After discovering this fact about Jim Henson, I really liked the idea of starting a creative journal.  I’m not talking about a journal where I wrote down ideas, though I have one of those as well.  I’m talking about a journal where I write down, daily, what creative things I have worked on during the day.  I guess the real term would be a Creative Record but I’m just comfortable using the word record.

So I bought a hardbound Moleskin, lined notebook and began keeping the journal.  At the end of each day, before bed, I write down the creative things I did that day.  I just write a simple line for each thing with the date.  Here’s an example of an entry.

8/2/2011 − 2 Milk Minimum show at Flappers

– Continued work on Astral Factor for Cinematic Titanic.

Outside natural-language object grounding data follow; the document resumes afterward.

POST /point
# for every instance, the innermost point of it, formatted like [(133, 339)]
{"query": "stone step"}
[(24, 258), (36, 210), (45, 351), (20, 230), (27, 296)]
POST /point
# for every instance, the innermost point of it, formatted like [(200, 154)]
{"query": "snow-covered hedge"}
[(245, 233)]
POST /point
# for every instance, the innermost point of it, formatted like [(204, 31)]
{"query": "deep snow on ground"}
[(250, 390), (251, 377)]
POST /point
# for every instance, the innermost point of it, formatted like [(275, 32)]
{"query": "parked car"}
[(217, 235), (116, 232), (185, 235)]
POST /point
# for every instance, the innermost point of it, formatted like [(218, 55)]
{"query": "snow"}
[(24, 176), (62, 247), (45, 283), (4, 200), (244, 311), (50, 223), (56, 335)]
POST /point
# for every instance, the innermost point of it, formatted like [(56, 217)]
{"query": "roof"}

– Met with Leslie Carrara- Rudolph about NorCal Shows

– PuppetUp Rehearsal at Henson.

That’s it.  Just a line for each item and I do this every day.  I started October 6, 2010 and have made entries for just about every day since then because of my goal of doing at least ONE creative thing everyday.  With two minor exceptions, one being breaking my arm, the other recording the day I met someone who influenced me greatly, I only put creative things in this journal.  It’s a fantastic record I can look back through to see what I was working on then and what I’m working on now.

It’s also a super great motivator to keep creating.  I look forward to writing down the creative things I did each day and I always make sure there is at least one thing I can write down before going to bed.  And I do it EVERY day.  If I’m on the road or on vacation, I keep a list in my phone and the moment I’m back I write down all the creative things I did while away.

I finished my first creative journal on November 7, 2013 and I started a new one.  I’m really proud of that first one as it is a three year, one month and one day record of everything I creatively worked on.  It is SUPER fun to go back through and look at what I was doing on a particular day.  It was so much fun to start a new one, what a great feeling of accomplishment.  And even though I’m only a little ways into my second one, I’m already looking forward to the third!

So try out a creative journal.  It doesn’t have to be a physical journal either.  It could be a word processor file or a Google Doc you could update from anywhere.  But give it a shot and see if it helps motivate you into being creative each day.

Now, if you’ll excuse me, I’m off to enter writing this blog post into my creative journal!